How does this apply to Anglicanorum coetibus? Let me count the ways. Let's just go to the question of married priests, which of course Bp Lopes says we're not gonna have, except he keeps hiring then, with little or nothing for them to do. In an exchange with my regular correspondent, I said,
There are two issues with married priests. One is how to compensate former Anglican married priests to encourage them to come to the ordinariates. This is an artificial question at best, since many who do come in are desperate cases who can’t make Protestant careers and can’t eke out especially favorable circumstances for themselves. The small number of favored candidates like Hough IV or Fletcher are a completely different question and point to the incoherence of the project. An entirely separate question is how to handle prospective future intake of married priests in the Church at large, for which I don’t think the ordinariates are a serious model – and I’m not sure if Francis will offer a consistent vision, either.My regular correspondent replied,
As for the model going forward, in the UK virtually every OOLW priest below retirement age works full-time at a diocesan parish. A few host Ordinariate groups at their parish; most meet with them elsewhere on, say, the second Tuesday of the month. This has not been a recipe for growth, unsurprisingly. Most OCSP priests who are not receiving pension income have weekday jobs as chaplains, teachers, etc but serve on their Ordinariate group on Sunday. Some have diocesan parish assignments; this generally means no association with an Ordinariate group but one or two have a regular group with a Sunday mass at an off-time.The exchange hinged partly on the question of the ostentatious McMansion provided as a rectory to Fr Fletcher in The Woodlands, which is a highly visible exception to the usual means of compensating ordinariate married priests. Challenged on this, I replied,In the short term having an OCSP priest function as a diocesan pastor solves some problems: a stipend is provided, possibly housing, a worthy worship space is available, there is a critical mass of members for Christian education and service, and social events. Whether such priests will consider it worth while to maintain the Ordinariate community is another matter. I suppose it depends to what extent the Ordinariate project was just a means to ordination.

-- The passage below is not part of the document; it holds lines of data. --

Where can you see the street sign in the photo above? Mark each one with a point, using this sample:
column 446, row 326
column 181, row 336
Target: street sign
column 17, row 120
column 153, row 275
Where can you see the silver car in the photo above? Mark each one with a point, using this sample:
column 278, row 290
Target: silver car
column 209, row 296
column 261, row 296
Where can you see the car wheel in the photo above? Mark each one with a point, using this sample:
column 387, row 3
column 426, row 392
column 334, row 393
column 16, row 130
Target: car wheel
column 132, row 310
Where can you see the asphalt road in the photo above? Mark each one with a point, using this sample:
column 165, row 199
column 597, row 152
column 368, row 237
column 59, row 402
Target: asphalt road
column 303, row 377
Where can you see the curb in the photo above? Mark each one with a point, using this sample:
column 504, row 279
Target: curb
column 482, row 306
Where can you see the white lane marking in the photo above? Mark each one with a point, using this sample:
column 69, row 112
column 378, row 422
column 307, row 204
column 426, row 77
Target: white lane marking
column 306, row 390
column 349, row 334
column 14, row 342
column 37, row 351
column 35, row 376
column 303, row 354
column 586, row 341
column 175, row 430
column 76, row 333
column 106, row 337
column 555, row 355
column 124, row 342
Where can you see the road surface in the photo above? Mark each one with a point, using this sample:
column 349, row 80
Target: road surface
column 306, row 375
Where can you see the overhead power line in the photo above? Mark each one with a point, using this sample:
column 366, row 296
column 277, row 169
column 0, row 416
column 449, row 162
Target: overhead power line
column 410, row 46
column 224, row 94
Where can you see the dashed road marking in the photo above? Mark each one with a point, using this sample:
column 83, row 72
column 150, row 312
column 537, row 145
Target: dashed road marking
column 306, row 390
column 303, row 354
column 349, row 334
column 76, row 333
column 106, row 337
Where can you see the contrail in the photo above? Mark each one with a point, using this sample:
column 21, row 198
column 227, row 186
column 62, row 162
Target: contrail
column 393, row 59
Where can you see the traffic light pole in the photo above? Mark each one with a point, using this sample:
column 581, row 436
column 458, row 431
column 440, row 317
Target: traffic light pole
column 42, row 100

The big problem I see with the one in The Woodlands is that it is in fact a pretentious bourgeois home. Yet Catholics are called to a life of humility and sacrifice exemplified by the saints, and priests are also called to such lives as examples. Somewhere I read that the pay of secular priests is meant to enable them to live simply with dignity. I don’t see a McMansion fitting that. What any OCSP parish pays for a rectory is just a manifestation of the incoherence behind the project.My correspondent replied,
Perhaps your issue with the McMansion in Montgomery is not just architectural snobbery after all. I think that there is much unexplained there: the significant? number of families that were commuting from Woodlands to OLW, and who it was put up Fr Fletcher’s stipend as a Parochial Vicar at OLW to minister to this alleged contingent. Presumably that person or persons had a major voice in the real estate plans.Going forward, we're going to have celibate priests who live lives of humility and sacrifice, paid enough to live simply but with dignity. Unless an oil-rich angel in Houston can fund a country estate worthy of an Episcopalisn wannabe with Leave it to Beaver family, in which case we'll bend all the rules. What problem is Bp Lopes trying to solve?
What problem were the managers locked in the conference room trying to solve? I've got to say that I worked for several companies where that scene could credibly have taken place. I rode them down almost to their acquisitions or bankruptcies. Adam Smith's Invisible Hand is, I think, just a special case of the Invisible Hand of the Almighty.